Monday, Apr. 30, 1934
2687th Birthday
Rank on rank, Fascist crowds piled into the spacious Piazza Venezia last week to honor the 2687th birthday of Rome. Nervous after an exhausting week in which he had endeavored to balance Italy's lopsided budget by cutting government salaries from 6% to 12%, ordering rents and the prices in government-controlled stores reduced from 12% to 15%, and raising bachelors' income taxes 10% and 25%, Benito Mussolini strode to the balcony to make a speech.
Suddenly he found himself hemmed in and surrounded by the black silent ears of innumerable microphones. Irritably he swept the lot of them aside and bellowed viva voce to his people. Only the first few rows could hear him while those in back chatted loudly, sang Fascist hymns. Sharp ears in front heard their leader say:
"No people in any part of the world present such a spectacle as the Italian people--disciplined, understanding, tenacious. It is certain that with our discipline and our indomitable courage we will overcome these hard times. And, once through them, the Italian people will have the right to a life which is not full of restrictions and hardships, a life worthy of the Fascist era."

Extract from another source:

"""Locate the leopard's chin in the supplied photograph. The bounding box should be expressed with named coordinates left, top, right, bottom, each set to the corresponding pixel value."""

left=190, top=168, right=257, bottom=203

Next day was inaugurated one of the high spots in the Fascist public works project, an elevenmile double-track railway tunnel through the Etruscan Appennines between Bologna and Florence which will cut seven hours from the run between Naples and Milan. Because work on the tunnel was first started 20 years ago, it was inaugurated not by Benito Mussolini but by little King Vittorio Emmanuele III, who stopped in his private car at the tunnel's mouth to dedicate a fountain to the memory of 98 workmen who lost their lives while the tunnel was building.